Debutta il reato di «istigazione» con pene ridotte
Anche nella corruzione tra privati l’istigazione diventa fattispecie autonoma di reato. Il decreto legislativo 38 del 2017, in vigore da venerdì 14 aprile, introduce infatti nel Codice civile l’articolo 2635-bis, che prevede un nuovo reato per dare attuazione piena alla decisione quadro 2003/568/Gai.
La nuova norma prevede al primo comma l’istigazione attiva ed è modellata, anche nel profilo sanzionatorio, sul delitto di istigazione alla corruzione attiva “pubblica”, disciplinata dall’articolo 322, comma 2, del Codice penale.
Si punisce con la reclusione da 8 mesi a due anni colui che, con la finalità della violazione dei doveri di ufficio o di fedeltà , offre o promette denaro o altra utilità indebita alle stesse categorie di persone che operano in società ed enti privati dettagliate dall’articolo 2635 del Codice civile (amministratori, direttori generali, dirigenti preposti alla redazione dei documenti contabili societari, sindaci, liquidatori o chi ha funzioni direttive), qualora l’offerta o la promessa non sia accettata. La pena è pari a un terzo di quella prevista per il reato regolato dall’articolo 2635.
L’articolo 2635-bis, al comma 2, sanziona l’istigazione passiva, prevedendo le stesse pene indicate dal comma 1 per le stesse categorie di soggetti che sollecitano per sé o per altri, anche per interposta persona, la dazione o la promessa di denaro o altra utilità per compiere o omettere un atto in violazione degli obblighi del loro ufficio o di fedeltà, se la sollecitazione non sia accettata. Anche questa fattispecie ricalca l’ipotesi di istigazione alla corruzione passiva “pubblica”, pre- vista dall’articolo 322, comma 4, del Codice penale.
Il comma 3 dell’articolo 2635-bis prevede la procedibilita a querela della persona offesa. In mancanza, pertanto, l’istigatore non sarà sanzionato.

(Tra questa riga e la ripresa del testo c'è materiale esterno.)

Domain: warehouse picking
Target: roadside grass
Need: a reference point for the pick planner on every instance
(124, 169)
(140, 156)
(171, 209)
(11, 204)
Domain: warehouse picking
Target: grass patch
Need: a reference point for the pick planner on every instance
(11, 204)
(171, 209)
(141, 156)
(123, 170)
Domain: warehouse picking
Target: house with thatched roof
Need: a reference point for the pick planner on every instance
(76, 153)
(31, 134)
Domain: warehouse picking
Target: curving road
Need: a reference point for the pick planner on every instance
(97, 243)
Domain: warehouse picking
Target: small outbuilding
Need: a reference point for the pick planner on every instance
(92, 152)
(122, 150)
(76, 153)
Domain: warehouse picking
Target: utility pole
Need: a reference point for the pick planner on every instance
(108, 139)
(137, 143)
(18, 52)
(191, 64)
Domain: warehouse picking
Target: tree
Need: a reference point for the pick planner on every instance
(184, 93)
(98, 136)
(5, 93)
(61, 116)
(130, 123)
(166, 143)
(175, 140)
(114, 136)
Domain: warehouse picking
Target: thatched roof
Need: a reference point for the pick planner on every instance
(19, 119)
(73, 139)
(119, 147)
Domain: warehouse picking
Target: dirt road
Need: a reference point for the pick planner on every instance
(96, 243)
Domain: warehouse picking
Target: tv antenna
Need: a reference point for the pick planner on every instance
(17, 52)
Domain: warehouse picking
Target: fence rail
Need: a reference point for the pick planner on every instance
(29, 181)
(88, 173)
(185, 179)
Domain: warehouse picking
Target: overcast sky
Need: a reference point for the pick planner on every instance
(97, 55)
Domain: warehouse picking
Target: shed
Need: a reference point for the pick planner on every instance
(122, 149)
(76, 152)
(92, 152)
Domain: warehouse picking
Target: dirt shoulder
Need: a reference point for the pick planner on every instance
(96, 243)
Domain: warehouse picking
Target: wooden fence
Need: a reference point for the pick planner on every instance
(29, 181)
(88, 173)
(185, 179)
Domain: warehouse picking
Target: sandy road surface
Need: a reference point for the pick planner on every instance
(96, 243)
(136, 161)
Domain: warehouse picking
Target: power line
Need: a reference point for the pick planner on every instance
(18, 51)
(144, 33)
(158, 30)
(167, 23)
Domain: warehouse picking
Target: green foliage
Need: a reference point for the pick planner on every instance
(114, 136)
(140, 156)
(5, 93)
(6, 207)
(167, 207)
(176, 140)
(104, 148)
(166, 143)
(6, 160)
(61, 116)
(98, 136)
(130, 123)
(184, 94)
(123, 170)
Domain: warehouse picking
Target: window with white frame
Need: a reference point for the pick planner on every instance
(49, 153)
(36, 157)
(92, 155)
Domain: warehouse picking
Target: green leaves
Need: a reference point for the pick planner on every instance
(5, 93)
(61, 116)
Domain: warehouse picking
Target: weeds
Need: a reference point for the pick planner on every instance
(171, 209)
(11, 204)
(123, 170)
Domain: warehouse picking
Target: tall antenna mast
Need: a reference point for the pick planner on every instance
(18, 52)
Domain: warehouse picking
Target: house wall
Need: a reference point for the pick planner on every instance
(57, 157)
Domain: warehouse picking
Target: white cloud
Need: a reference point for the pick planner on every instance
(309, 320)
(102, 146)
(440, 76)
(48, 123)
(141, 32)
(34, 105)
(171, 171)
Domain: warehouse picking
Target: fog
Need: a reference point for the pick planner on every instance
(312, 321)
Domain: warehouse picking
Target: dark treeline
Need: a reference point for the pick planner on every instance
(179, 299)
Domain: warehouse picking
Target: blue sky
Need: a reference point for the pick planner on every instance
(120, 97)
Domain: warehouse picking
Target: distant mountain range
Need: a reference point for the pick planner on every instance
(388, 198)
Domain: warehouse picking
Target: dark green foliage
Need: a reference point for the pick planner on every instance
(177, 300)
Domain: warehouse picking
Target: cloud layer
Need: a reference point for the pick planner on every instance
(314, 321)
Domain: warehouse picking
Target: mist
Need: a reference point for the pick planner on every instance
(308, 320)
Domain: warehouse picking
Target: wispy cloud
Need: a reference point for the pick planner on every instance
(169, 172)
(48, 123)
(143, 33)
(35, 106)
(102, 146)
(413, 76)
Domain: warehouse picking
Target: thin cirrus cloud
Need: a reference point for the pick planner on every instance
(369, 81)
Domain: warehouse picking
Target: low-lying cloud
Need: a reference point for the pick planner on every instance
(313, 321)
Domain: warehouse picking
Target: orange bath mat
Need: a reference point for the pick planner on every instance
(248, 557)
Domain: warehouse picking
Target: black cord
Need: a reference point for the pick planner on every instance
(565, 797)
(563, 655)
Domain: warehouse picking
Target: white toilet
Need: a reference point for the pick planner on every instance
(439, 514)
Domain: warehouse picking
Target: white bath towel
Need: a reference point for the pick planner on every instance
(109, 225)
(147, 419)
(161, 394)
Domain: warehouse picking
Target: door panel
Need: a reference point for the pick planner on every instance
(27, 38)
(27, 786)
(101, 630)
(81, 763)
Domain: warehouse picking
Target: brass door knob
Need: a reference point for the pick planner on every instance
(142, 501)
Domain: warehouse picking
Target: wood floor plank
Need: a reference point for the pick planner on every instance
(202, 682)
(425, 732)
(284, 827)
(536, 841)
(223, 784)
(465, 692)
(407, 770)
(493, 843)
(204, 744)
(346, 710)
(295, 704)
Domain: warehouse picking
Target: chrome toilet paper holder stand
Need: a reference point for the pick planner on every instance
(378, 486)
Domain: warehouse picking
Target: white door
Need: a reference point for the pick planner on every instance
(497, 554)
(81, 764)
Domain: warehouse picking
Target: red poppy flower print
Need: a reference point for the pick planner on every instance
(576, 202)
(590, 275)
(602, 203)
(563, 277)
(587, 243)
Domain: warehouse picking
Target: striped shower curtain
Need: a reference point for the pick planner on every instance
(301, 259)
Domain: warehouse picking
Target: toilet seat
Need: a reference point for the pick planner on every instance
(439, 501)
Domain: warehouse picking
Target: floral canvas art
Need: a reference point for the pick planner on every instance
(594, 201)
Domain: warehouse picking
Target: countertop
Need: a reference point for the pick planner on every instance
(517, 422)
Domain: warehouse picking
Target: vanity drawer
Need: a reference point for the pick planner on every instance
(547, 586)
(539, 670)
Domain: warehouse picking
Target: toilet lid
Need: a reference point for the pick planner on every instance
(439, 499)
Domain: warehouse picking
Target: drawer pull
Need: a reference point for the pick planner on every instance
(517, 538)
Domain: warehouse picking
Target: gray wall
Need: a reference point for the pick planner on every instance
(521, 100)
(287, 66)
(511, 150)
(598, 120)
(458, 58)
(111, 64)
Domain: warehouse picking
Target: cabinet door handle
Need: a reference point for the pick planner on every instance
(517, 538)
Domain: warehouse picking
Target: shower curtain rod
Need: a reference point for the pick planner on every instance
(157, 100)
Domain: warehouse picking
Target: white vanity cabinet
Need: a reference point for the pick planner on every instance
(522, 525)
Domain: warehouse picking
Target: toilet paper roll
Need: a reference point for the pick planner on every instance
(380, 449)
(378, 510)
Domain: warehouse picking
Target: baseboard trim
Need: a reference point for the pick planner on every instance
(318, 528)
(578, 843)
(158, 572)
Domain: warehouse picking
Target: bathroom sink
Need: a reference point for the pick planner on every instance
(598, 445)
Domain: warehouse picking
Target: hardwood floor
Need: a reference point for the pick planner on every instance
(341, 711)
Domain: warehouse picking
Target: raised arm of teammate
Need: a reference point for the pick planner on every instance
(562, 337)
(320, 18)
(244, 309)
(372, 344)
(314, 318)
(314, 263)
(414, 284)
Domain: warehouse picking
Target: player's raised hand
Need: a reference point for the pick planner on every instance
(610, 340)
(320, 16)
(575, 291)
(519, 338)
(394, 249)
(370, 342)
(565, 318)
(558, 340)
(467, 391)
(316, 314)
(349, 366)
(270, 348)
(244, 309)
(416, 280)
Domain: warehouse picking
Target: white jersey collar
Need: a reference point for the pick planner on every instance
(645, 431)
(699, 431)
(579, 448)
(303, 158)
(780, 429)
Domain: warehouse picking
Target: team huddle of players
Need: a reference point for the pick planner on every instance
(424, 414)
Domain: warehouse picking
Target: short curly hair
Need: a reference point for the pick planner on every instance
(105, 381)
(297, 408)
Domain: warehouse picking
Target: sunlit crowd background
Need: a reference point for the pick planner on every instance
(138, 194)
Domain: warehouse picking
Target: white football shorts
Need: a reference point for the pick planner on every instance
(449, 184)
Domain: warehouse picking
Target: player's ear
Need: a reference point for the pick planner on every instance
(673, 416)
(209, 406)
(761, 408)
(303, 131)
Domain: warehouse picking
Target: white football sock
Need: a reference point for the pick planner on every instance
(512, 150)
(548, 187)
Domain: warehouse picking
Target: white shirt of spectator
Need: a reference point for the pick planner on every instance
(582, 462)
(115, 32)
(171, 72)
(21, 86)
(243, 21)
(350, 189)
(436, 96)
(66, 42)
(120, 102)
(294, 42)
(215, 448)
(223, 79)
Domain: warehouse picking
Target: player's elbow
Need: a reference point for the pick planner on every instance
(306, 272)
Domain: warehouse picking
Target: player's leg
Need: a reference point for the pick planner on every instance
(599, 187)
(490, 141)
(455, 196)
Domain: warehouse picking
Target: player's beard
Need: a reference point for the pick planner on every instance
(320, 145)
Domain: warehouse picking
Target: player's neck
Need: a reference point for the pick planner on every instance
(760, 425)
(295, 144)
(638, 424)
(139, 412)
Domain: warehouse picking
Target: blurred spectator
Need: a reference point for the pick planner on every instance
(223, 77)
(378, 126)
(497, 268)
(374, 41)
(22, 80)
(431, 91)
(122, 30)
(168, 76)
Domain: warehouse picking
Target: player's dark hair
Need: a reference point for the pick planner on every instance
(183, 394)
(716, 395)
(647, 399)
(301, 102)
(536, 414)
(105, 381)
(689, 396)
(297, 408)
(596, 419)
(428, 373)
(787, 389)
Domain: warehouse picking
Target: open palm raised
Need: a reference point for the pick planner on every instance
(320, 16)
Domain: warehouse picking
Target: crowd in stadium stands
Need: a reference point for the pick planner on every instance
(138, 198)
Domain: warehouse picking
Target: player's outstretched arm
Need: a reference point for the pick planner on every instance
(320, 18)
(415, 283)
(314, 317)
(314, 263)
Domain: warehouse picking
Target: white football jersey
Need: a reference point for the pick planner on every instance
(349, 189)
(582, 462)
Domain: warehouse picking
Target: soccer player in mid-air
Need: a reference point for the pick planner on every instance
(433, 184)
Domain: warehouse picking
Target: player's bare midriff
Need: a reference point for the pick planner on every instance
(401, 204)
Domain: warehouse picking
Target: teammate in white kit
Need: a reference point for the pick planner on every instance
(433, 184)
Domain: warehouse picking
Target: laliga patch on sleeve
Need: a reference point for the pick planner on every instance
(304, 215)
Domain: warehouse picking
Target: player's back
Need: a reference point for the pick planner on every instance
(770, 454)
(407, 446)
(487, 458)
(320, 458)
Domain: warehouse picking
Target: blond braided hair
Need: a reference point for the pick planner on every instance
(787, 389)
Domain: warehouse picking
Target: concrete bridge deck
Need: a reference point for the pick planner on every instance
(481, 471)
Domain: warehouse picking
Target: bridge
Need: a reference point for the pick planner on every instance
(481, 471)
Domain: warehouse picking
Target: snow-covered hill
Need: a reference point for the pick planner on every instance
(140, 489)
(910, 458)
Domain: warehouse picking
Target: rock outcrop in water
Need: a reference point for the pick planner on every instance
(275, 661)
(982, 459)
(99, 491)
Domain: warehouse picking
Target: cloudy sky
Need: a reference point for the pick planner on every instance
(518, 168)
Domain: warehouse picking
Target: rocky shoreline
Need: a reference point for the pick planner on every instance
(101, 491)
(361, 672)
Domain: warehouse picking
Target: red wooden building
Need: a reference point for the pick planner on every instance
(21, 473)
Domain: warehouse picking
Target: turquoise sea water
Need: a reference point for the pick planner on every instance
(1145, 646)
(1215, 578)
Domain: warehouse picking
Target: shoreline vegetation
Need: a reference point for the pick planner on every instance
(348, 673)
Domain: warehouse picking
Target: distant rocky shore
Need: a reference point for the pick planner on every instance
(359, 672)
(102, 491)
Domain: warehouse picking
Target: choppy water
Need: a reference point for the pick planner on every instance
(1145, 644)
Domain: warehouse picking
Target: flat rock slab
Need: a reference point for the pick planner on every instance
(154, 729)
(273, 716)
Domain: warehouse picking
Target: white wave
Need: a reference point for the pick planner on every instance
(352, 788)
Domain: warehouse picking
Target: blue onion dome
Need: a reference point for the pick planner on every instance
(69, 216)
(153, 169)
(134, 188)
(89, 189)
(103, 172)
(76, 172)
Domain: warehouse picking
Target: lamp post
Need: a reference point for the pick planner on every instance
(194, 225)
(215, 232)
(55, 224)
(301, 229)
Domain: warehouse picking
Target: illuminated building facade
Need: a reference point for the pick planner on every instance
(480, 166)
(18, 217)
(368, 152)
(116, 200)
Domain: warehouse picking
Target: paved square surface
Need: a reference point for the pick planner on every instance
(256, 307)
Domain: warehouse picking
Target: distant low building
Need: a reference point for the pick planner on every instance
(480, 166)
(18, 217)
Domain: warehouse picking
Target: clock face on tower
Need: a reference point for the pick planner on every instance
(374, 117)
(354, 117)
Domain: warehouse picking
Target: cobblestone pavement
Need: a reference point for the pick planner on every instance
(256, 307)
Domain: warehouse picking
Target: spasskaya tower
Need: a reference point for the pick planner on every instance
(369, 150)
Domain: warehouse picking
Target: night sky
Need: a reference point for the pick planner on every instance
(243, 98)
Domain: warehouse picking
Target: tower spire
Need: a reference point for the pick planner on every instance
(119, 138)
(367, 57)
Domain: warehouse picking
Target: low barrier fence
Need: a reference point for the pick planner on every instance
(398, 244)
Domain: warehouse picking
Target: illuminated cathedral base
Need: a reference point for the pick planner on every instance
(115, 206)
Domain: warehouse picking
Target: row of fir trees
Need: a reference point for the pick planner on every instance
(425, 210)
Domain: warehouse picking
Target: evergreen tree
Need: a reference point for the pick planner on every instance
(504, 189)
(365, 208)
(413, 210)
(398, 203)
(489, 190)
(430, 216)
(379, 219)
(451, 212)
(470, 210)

Questo elemento trova giustificazione nei differenti interessi tutelati dalle fattispecie di corruzione privata e di corruzione pubblica.
Valgono anche in queste ipotesi i criteri che sono stati elaborati dalla giurisprudenza in tema di istigazione alla corruzione pubblica. E tra questi, innanzitutto, il principio per il quale l’offerta o la promessa di donativi di modesta entità integrano il delitto di istigazione alla corruzione solo se la condotta sia caratterizzata da un’adeguata serietà, da valutare alla stregua delle condizioni dell’offerente nonché delle circostanze di tempo e di luogo in cui l’episodio si colloca, e sia in grado di turbare psicologicamente o di avere oggettiva idoneità persuasiva nei confronti del suo destinatario (si veda la pronuncia 1935/2016 della Cassazione). In questo senso si deve considerare idonea, ad esempio, l’offerta di beni immediatamente utilizzabili e di significativo valore economico, fatta in assenza di serie giustificazioni alternative (pronuncia 6849/2016 della Cassazione).
Nell’ambito di un rapporto tra soggetti comunque privati sarà determinante la valutazione comparativa delle condizioni sociali ed economiche dell’offerente e del destinatario dell’offerta, anche in relazione alle connotazioni della condotta di violazione degli obblighi oggetto dell’istigazione.